Landing between the two extremes – "The Bad" – were Howard Wolfson, communications director for Hillary Clinton's 2008 campaign; former Arkansas Governor Mike Huckabee, a hopeful in the 2008 Republican primary; former House Speaker Newt Gingrich, a Republican; Sen. John Kerry of Massachusetts, the Democratic nominee for president in 2004; liberal columnist Bob Herbert of The New York Times; Andrea Mitchell of NBC; New York Times columnist Tom Friedman; the late David Broder, former columnist for The Washington Post; Chicago Tribune columnist Clarence Page; New York Times columnist Nicholas Kristof; Hillary Clinton; and conservative George Will.

Go here to download the study.

Addendum: Megan McArdle, the business and economics editor for The Atlantic, poohs-poohs the statistical analysis of the study. She makes an insightful comparison between the selected prognosticators and how well mutual fund managers do over time:

…my finance profs taught me that the top mutual funds in a given year are not any more likely to show up as next year's top funds.  Indeed, they may be less likely to do well the next year.  Why?  Because funds have strategies, which do better or worse depending on market conditions.  The funds that do well in a given year are probably the funds that were especially well positioned to show outsized fluctuations in response to whatever changed that year–but that also means that they're especially likely to do lose money when those conditions change.  Because the flucuations are a random walk, they do not vindicate the fund manager's strategy or perspicacity–but they may seem to, temporarily.

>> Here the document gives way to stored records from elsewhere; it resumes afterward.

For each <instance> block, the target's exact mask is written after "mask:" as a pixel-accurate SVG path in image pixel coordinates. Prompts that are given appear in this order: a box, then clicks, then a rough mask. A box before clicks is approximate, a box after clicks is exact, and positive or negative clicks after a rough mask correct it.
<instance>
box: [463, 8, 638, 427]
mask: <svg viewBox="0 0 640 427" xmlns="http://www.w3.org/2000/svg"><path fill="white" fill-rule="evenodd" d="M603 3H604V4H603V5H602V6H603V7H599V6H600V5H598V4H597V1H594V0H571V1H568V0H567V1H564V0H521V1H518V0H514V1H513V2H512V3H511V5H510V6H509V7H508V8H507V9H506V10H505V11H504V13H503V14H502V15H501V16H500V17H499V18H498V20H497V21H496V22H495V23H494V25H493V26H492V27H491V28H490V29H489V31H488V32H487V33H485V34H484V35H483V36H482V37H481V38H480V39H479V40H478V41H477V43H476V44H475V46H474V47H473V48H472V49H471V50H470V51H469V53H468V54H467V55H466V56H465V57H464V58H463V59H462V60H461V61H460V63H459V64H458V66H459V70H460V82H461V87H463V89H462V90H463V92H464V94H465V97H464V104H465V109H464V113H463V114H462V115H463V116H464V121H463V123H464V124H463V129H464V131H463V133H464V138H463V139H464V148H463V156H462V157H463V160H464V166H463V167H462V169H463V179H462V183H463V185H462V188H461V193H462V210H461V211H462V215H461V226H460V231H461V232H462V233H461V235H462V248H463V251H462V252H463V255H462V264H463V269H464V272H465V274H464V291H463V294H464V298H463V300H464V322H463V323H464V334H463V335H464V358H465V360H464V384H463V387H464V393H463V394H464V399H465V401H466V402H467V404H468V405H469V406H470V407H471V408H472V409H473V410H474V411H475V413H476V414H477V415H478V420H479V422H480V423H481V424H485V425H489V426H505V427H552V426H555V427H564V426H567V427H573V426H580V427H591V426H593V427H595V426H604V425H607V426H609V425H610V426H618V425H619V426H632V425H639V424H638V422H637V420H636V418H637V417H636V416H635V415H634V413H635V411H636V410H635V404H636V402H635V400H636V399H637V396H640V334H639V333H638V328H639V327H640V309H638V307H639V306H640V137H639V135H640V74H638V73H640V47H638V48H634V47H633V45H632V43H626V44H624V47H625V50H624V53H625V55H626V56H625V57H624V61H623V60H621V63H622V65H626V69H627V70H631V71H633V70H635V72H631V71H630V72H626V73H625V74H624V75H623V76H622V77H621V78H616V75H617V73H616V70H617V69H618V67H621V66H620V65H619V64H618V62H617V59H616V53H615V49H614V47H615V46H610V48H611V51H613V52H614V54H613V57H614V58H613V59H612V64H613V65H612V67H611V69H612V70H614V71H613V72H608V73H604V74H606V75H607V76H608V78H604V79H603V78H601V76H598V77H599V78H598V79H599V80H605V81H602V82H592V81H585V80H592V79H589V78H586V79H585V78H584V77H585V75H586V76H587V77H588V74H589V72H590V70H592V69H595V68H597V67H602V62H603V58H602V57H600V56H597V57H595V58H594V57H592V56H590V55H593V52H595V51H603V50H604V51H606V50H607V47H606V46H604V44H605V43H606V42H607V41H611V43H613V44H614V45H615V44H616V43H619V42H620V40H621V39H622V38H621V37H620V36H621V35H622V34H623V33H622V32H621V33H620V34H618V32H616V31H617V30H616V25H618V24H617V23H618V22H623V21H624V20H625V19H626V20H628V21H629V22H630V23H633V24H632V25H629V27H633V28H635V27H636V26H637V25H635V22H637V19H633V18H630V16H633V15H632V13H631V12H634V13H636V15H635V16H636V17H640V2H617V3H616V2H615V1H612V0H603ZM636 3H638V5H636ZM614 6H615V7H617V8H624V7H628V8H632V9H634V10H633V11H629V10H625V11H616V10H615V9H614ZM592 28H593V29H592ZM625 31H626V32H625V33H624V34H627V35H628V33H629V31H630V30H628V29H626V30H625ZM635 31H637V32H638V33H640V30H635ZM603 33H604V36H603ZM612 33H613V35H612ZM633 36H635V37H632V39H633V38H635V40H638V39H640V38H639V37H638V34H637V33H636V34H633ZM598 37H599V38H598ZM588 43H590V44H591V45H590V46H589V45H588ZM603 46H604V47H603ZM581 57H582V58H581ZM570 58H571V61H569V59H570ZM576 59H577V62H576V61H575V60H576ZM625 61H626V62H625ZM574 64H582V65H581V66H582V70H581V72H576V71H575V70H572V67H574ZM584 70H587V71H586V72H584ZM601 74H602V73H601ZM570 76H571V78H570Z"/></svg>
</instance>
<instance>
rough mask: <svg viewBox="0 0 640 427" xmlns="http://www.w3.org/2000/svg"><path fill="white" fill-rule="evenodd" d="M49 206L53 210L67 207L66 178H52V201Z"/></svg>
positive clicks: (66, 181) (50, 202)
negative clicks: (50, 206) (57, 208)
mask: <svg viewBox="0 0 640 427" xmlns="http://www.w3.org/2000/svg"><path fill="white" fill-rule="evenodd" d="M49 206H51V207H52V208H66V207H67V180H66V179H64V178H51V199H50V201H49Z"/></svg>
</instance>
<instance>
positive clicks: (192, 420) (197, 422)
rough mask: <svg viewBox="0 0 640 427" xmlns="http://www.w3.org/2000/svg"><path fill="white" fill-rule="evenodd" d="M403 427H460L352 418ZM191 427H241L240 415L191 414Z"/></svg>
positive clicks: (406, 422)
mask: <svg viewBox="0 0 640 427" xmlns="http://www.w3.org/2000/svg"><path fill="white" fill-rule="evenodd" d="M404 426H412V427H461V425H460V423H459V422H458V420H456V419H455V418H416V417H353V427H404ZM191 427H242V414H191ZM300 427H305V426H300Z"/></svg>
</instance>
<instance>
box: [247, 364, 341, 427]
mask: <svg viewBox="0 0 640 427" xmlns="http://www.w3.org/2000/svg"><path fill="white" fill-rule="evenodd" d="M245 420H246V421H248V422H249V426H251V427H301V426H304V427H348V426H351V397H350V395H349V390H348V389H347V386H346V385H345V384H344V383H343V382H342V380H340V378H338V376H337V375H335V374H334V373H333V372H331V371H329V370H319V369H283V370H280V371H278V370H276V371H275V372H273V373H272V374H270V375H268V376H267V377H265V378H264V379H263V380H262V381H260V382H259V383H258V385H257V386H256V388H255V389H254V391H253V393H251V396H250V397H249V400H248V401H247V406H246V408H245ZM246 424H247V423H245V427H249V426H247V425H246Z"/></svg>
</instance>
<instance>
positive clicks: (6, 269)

Which may cast some light on why liberal pundits did especially well in this test.  If you were the sort of person who is systematically biased towards predicting a bad end for Republicans, and a rosy future for Democrats, then election year 2008 was going to make you look like a genius.  If you were the sort of person who takes a generally dim view of anything Democrats get up to, then your pessimism was probably going to hit more often than it missed.

It would be interesting to go back and look at the same group in the year running up to 2010.  But even then, it would tell us very little.  To do any sort of a true test, we'd have to get a bunch of these prognosticators to all make predictions about the same binary events, over a lengthy period of time, and then see how they fared over a multi-year period. I suspect that they'd end up looking a lot like mutual fund managers: little variation that could be distinguished from random variance.

It would be cheaper and just as accurate to hire one of those dart throwing monkeys, I guess.

Disclosure: While I still read op/ed pages, I have not tuned into the Sunday morning political talk shows for a number of years now. Also, I have a niece who will be graduating from Hamilton this month. She studied geology and archaelogy and did not participate in the research.